Edición 30 • 24 al 30 de julio de 2005
Hoy es miércoles, 8 de febrero de 2012

Santiago Apóstol
y el combate de la fe

Padre James Gil de Lamadrid, msscc
Para EL VISITANTE

¡ Santiago! Fue el grito de guerra del soldado español al llegar a nuestras playas. Con un pie aún en el medievo, los conquistadores plantaron su bandera en nombre del rey y de la Fe Católica, para ellos inseparables. Con un alma quijotesca forjada en las luchas seculares contra el Islam, tenían mayor preocupación por hacer que por comprender. De ahí el icono que bien representó su ideal: Santiago Matamoros. Con un caballo para hacer avanzar la fe verdadera y una espada en la mano para defenderla o imponerla, según fuera el caso. En el imaginario ideológico de un mundo en el que la modernidad estaba aún por estrenar lo político y lo religioso estaban irremisiblemente ligados.

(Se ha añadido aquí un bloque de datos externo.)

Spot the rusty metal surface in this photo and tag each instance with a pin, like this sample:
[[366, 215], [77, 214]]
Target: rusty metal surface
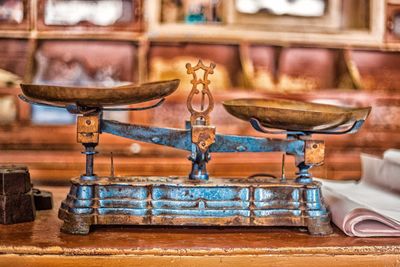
[[178, 201], [294, 115], [204, 112], [88, 128], [314, 152], [16, 199], [99, 97]]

Como la figura del padre en el desarrollo del hijo, el régimen español fue para nosotros invasivo y edificante a la vez. Fue la presencia del gran otro que nos sacudió del idílico seno materno y nos hizo conscientes de nuestro ser en el mundo. Pues sólo ante la alteridad forjamos identidad propia. Con el grito de ¡Santiago! nace la fragua en la que se irá forjando con sudor y sangre nuestra identidad cultural.

La imagen de Santiago Apóstol también fue asumida por nuestra tercera raíz, la afro-antillana. La sabiduría milenaria de los esclavos supo aprovechar la ambigüedad inherente a todo símbolo. Impresionados por el triunfalismo y por el poder del caballo y de la espada, cubrieron con la imagen de Santiago la identidad de uno de sus dioses ancestrales. Así Santiago-Oggún se volvió cimarrón divino, símbolo de la resistencia interna y externa a la esclavitud.

La fe religiosa nunca está del todo separada de los conflictos sociales o políticos de la época en que se vive. Sin embargo, me parece que en el presente podemos venerar a Santiago Apóstol con una mayor frescura evangélica que corrija visiones parciales y desfiguradas del pasado. Patrón de pueblos y parroquias, le veneramos ante todo como discípulo de Jesucristo. De temperamento impetuoso, se ganó el sobrenombre de “Hijo del trueno”. Sin embargo el Espíritu hizo de un rasgo potencialmente destructivo uno constructivo a favor del Reino de Dios. Pudo superar la ambición por los primeros puestos que en algún momento albergó junto a su hermano y entró por la puerta estrecha del servicio desinteresado. Fue fervoroso heraldo del Resucitado; jamás derramó sangre que no fuese la propia. Como firme militante de la Verdad resistió con fortaleza la represión del Estado, manteniendo siempre la mansedumbre y la humildad de su Maestro.

Que este insigne Apóstol que nos ha acompañado desde el principio ayude a nuestro pueblo a aprender estas valiosas lecciones. Que el humilde hijo de Zebedeo peregrine junto a nosotros despojado de su caballo y de su espada. Que de su mano sepamos dar el buen combate de la fe, que no es en contra la carne y la sangre sino a favor de la justicia, de la paz y del gozo en el Espíritu.